What to expect from Brazilian corporate social investments in 2012 – hoping for the best, but shouldn’t we be prepared for the worst?


Elaine Smith and Instituto Geracao


Elaine Smith

Trying to analyze corporate social investment in Brazil, Comunitas launched the 2011 report of Benchmarking the Corporate Social Investment (BISC) on 7 December. Figures in the report are related to the 2010 fiscal year and rely on the collaboration of 23 corporations and one independent institute in Brazil. The number may appear small, but these 23 corporations hold 171 companies in several sectors, and represent what we believe is a good portrait of the social investment in the country on a relative basis.

The BISC is inspired by the experience of CECP (Committee for Encouraging Corporate Philanthropy), which has 165 companies collaborating with data (55 out of the Fortune 100) in the US.

The idea here is not to analyze each number, as the full report and names of the contributors can be found on their site. Instead we intend to show some trends that we believe are resourceful for the industry going forward.

Volunteer social investment (unsolicited and or unrequired by law) for instance, reached R$1.6 billion. This, combined with the social investments required by local law, made the social investment of these conglomerates to reach R$2.3 billion. The volunteer portion of investments was 15% higher than 2009 if you consider the same number of companies participating in the survey in both years (the absolute number increased by 18% but the number of companies also increased).

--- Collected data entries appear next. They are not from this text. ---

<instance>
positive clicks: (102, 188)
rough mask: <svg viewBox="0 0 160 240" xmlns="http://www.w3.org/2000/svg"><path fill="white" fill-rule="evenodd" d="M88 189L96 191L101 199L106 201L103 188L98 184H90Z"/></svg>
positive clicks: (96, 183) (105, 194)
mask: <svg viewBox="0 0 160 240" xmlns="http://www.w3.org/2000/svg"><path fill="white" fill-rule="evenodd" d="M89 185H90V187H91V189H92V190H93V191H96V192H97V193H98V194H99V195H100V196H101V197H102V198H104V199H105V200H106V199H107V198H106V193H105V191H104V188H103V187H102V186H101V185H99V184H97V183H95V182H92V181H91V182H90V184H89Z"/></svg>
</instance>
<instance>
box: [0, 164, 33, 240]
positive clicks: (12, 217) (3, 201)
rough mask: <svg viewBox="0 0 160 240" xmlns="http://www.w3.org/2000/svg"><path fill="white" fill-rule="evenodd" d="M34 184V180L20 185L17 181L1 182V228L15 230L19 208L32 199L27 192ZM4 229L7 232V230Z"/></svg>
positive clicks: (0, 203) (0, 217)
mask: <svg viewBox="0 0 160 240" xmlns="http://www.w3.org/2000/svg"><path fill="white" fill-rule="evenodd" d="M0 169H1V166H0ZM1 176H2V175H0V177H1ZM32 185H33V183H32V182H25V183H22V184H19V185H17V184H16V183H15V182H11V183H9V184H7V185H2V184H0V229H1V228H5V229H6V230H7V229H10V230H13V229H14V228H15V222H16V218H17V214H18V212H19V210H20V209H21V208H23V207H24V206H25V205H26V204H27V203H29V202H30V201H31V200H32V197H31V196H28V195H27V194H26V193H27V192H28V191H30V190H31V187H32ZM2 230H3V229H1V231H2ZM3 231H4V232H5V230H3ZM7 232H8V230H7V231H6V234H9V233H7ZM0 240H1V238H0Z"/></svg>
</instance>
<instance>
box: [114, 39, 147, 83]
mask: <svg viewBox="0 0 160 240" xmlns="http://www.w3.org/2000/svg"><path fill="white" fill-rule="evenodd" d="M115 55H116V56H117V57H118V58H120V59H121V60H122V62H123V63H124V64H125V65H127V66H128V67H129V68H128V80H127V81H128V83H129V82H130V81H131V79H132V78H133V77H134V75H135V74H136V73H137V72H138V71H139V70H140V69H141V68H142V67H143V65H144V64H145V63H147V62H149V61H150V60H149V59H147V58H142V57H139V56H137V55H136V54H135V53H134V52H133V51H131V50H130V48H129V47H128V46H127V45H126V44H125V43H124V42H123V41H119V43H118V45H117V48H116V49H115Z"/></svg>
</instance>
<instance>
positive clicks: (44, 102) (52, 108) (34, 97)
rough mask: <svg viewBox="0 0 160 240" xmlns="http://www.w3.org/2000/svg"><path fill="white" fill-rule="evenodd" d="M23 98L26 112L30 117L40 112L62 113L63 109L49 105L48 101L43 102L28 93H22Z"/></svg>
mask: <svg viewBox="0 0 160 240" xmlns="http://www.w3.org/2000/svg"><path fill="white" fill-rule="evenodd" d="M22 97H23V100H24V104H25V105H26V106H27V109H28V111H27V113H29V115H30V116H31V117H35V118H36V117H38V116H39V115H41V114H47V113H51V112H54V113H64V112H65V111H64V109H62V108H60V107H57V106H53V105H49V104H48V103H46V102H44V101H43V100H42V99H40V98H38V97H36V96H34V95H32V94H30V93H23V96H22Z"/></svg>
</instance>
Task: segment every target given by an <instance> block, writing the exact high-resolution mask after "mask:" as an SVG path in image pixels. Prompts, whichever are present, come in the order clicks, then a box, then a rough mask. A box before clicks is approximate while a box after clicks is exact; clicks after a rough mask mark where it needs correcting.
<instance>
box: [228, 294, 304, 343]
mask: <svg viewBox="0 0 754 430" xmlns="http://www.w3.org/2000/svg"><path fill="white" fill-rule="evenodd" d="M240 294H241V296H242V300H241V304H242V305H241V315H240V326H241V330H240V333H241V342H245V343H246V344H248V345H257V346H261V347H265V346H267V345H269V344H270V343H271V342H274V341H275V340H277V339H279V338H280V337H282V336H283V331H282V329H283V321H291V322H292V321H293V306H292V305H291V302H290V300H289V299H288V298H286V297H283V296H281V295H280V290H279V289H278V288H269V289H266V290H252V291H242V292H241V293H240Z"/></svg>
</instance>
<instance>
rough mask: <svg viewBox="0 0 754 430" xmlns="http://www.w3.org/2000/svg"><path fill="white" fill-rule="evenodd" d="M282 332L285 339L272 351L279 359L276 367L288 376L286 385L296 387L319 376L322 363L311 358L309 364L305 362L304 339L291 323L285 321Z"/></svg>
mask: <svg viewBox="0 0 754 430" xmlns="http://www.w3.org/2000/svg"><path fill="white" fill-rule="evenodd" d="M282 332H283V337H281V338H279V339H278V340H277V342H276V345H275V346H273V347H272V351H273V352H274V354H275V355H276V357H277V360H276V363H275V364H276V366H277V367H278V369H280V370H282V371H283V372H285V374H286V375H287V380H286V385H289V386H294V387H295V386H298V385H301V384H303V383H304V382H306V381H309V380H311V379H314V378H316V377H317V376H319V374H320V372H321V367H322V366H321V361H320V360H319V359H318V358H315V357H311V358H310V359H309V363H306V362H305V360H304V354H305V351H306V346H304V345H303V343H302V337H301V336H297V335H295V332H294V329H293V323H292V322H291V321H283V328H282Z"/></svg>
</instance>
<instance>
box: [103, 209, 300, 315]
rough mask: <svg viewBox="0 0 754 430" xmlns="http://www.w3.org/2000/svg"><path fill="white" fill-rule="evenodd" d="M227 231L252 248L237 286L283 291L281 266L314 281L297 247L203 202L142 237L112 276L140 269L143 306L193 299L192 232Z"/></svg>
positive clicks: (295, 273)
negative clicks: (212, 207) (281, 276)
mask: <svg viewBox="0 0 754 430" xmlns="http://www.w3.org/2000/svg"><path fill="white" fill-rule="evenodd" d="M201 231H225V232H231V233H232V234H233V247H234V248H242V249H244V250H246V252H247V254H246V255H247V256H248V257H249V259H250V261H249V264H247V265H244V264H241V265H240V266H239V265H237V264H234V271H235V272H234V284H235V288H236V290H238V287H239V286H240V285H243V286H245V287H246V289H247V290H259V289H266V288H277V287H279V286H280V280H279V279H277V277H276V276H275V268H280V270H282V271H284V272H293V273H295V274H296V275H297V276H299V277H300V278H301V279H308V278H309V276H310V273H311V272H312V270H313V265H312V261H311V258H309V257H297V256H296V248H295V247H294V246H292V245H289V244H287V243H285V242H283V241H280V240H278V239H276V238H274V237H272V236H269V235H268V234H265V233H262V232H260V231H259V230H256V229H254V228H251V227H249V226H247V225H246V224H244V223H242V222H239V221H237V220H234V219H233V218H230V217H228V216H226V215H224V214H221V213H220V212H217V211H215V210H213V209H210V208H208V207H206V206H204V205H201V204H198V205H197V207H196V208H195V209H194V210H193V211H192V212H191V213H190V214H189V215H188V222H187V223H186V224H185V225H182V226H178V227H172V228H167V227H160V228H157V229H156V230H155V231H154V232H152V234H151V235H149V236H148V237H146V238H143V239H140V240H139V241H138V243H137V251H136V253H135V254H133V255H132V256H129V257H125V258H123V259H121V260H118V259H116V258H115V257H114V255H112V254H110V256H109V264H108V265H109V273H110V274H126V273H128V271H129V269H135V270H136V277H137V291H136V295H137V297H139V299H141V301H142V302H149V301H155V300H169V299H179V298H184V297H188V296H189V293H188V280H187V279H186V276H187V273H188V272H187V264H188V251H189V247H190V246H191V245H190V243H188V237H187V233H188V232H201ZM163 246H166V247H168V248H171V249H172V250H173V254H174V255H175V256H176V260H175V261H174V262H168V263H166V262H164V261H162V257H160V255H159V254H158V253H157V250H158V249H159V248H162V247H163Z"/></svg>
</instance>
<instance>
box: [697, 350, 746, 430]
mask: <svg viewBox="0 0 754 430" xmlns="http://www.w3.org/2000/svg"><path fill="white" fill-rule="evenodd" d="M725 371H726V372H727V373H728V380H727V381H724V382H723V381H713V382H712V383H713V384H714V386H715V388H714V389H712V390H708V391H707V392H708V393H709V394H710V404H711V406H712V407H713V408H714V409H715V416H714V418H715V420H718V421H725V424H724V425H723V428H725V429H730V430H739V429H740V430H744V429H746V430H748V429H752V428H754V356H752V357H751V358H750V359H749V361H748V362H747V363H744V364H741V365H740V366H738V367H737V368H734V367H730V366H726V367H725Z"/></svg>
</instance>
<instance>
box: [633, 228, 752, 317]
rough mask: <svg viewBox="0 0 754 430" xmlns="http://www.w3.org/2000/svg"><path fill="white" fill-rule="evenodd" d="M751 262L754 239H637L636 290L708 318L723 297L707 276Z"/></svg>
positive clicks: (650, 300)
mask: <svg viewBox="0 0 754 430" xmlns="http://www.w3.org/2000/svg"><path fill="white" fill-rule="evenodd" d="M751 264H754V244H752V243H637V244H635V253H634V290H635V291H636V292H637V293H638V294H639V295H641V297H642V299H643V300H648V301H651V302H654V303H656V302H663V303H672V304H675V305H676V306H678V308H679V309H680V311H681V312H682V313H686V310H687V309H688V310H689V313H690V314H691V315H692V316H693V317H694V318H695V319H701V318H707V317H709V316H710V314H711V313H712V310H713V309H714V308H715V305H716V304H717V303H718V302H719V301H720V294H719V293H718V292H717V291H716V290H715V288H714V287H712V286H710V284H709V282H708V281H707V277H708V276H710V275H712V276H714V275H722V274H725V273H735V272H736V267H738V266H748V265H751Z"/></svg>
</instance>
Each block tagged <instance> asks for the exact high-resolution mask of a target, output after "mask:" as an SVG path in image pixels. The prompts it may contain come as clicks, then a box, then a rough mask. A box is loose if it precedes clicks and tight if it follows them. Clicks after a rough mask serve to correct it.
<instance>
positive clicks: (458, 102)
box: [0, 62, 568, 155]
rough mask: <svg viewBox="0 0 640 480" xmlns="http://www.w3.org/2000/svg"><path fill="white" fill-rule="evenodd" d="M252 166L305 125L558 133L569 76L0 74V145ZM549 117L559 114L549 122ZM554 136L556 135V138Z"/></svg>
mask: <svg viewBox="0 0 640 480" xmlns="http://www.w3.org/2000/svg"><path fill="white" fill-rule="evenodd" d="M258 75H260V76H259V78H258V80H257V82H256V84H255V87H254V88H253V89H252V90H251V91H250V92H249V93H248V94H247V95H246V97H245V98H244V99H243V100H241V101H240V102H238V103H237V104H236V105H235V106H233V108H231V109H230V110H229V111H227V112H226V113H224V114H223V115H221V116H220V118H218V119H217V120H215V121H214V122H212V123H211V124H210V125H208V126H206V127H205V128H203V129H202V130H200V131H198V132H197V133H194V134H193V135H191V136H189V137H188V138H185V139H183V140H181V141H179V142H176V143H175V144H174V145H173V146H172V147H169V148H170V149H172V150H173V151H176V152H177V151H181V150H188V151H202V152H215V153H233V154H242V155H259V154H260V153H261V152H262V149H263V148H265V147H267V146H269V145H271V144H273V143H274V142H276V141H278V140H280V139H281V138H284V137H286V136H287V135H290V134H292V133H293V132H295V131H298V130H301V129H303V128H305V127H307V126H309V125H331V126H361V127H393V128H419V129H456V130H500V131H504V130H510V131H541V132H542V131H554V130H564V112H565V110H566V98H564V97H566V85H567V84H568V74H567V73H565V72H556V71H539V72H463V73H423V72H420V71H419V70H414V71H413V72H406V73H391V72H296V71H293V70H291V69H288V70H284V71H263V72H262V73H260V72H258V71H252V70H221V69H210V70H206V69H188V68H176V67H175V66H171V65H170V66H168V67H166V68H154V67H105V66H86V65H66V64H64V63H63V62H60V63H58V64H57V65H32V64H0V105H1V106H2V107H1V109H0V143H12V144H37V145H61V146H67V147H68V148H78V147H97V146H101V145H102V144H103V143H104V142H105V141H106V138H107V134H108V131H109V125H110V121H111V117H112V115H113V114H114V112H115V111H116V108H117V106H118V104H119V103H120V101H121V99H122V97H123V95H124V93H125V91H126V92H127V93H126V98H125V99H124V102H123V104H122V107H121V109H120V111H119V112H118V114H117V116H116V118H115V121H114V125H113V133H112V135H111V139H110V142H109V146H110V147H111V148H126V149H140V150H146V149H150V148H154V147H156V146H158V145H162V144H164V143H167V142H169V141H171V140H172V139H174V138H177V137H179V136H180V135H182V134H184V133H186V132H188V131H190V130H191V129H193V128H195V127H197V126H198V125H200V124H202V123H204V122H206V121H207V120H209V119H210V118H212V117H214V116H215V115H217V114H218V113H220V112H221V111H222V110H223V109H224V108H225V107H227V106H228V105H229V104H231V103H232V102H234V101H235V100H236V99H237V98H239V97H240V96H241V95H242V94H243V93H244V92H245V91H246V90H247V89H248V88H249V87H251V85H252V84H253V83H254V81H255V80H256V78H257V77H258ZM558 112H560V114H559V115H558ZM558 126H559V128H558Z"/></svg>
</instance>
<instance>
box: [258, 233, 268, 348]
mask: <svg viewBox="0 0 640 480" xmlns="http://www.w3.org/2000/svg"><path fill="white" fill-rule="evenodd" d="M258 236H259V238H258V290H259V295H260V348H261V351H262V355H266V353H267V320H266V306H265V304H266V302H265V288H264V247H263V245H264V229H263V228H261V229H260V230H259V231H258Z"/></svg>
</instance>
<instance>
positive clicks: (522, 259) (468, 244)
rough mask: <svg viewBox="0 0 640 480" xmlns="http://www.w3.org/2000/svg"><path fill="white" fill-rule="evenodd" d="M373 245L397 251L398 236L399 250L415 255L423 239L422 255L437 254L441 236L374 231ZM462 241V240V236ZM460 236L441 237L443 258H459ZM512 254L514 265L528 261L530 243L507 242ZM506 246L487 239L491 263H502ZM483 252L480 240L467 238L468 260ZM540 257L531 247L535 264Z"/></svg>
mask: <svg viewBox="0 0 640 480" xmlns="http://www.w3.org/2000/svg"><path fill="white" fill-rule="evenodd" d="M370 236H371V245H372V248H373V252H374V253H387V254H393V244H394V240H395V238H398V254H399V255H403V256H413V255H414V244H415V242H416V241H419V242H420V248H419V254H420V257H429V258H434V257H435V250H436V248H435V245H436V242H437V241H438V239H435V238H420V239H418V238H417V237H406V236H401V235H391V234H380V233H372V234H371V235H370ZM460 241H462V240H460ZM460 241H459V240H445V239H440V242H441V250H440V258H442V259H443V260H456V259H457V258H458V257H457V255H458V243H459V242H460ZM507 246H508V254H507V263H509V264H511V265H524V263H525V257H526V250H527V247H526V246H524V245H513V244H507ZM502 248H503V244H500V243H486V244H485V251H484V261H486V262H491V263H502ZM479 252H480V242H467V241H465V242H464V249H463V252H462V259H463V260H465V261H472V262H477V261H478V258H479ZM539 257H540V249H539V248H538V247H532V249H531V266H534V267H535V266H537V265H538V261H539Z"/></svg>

With the focus in the volunteer social investment by these companies it is no surprise that in the qualitative analysis the main concern is on the management of the projects (on average 4.3 projects per company were evaluated). It is interesting to read about the five indicators in the qualitative analysis: 1) set of social targets and the commitment with the achievement; 2) dialogue with the public or community in question; 3) professionalization of the management; 4) evaluation and results; and 5) management transparency.

These corporations invested 40% of their resources in 2010 in education while 16% targeted economic and community development (the report also shows arts and culture as being popular, with 17.3%, but it is important to highlight the tax incentives for this area). In a country where infrastructure and education are always considered the main ‘problems’, we find it interesting that companies understand that massive investments can change infrastructure during a four-year government term, while in terms of education, decades of investments are needed to move the needle and show results with demographics.

The 2010 investments were probably decided and budgeted by these companies during the 2009 fiscal year or earlier in 2010. 35% of these investments go to NGOs’ projects (third party execution). My point of concern is what to expect for 2012 corporate investments after a tough 2011 in terms of business environment around the world? There is an entire topic in the report proving that companies’ commitment during tough times is consistent. Although investments over profits can decline, we are living in a trend where investments over revenues continue to grow on a relative basis. And 32% of this resource allocation is based on the previous year’s social budget. We have seen in the past how companies react on economic recessions. What Brazil may face in 2012 is how non-profits that rely on grants will react to a possible shortage of investments in case absolute figures decline. Are these NGOs prepared? Do they have cost controls in place? Or could we face an inflationary environment leading to struggling projects where grants are now over one year old?

Brazilians are optimists by nature. Always hoping for the best, but are we prepared for the worst?

Elaine Smith is development manager at Instituto Geração.

Tagged in: Brazil Corporate philanthropy Financial crisis Social investment

Comments (1)

Silvia Morais

Elaine, I like your analysis and reflection. It helps to think about the importance of social investors to invest in strengthening the management of NGOs. In my opinion the Brazilian social investors have increased the amounts invested and their teams, but failed to evolve in their methods of investment. In 2012 I would say that both NGOs and the private social investment managers should take the opportunity to reflect and seek to innovate in their methods of management, seeking more independence and results in their projects. Brazilians should not lose your optimism, but critical need to look what they do to be prepared for the worst.